Judith Stevenson, a second-year Biomedical Sciences student, says that at first the impact of the lockdown didn’t really affect her: “I didn’t actually find the sudden change moving home from college that bad. I suppose I didn’t really have much time to slow down and actually think about what was happening.”
Her move from Dublin back home to the rural countryside initially helped to put her at ease due to the smaller number of cases. However, after a while Stevenson found herself struggling, “I have noticed that as the months went on, my mental health began to deteriorate quite a bit. I was finding less things to do and I couldn’t see an end in sight at all.”
While some people may find the easing of lockdown reassuring, for others it actually causes increased levels of worry. Stevenson says this was the case for her: “I would say my anxiety with the Covid-19 situation is actually at its highest now as the stress and fatigue of lockdown has built up over time. I am finding it difficult to try and go back to this ‘new” normal.”
It is evident that opening up and speaking to someone trusted can help to reduce the burden of worry and anxiety. Stevenson shares how this process has helped her: “It was important for me to talk through these anxieties I was having with both my family and my doctor and realising that everyone is going through the same experience.”
Speaking of how Coronavirus has impacted students Stevenson says: “I think the biggest impact that the pandemic has had on young people has definitely been the fear of the unknown. At the start of the pandemic there were so many uncertainties in all aspects of society. For example, would the leaving cert go ahead or would foreign travel be possible?”

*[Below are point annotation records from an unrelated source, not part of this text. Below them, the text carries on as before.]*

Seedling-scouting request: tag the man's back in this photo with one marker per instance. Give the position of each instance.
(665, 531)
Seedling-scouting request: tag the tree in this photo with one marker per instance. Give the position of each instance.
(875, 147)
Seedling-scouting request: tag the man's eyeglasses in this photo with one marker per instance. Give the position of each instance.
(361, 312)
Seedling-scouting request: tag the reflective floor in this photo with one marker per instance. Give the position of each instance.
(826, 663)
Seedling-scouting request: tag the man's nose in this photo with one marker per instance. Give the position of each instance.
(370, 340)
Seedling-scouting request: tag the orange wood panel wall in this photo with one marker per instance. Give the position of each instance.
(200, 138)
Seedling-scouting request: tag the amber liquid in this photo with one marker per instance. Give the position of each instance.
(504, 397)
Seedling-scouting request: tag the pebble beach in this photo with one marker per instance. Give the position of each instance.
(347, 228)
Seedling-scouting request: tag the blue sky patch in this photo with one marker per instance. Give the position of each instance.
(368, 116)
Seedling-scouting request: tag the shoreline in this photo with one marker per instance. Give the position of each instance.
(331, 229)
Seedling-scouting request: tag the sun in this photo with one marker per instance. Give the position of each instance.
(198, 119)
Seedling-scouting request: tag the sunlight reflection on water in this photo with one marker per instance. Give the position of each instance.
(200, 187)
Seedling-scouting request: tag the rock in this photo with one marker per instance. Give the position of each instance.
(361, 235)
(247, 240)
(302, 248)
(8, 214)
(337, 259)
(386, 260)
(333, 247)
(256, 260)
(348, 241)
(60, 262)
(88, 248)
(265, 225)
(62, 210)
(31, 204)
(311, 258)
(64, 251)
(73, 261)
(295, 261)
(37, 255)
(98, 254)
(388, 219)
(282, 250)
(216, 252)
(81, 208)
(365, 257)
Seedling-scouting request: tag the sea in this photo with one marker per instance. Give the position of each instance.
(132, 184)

Despite the unpredictability of the future Stevenson remains optimistic. “I am hopeful for the future as we have made so much progress as a country already.”
As relentless as the pandemic can seem at times, one thing is certain – the effects of the lockdown have touched everyone. It has been a collective experience, which many will have to reckon with over the next year – for better and worse. But reopening will also bring unpredictability and problems unforeseen. But, again, these problems will be collectively experienced – and understood – by students everywhere.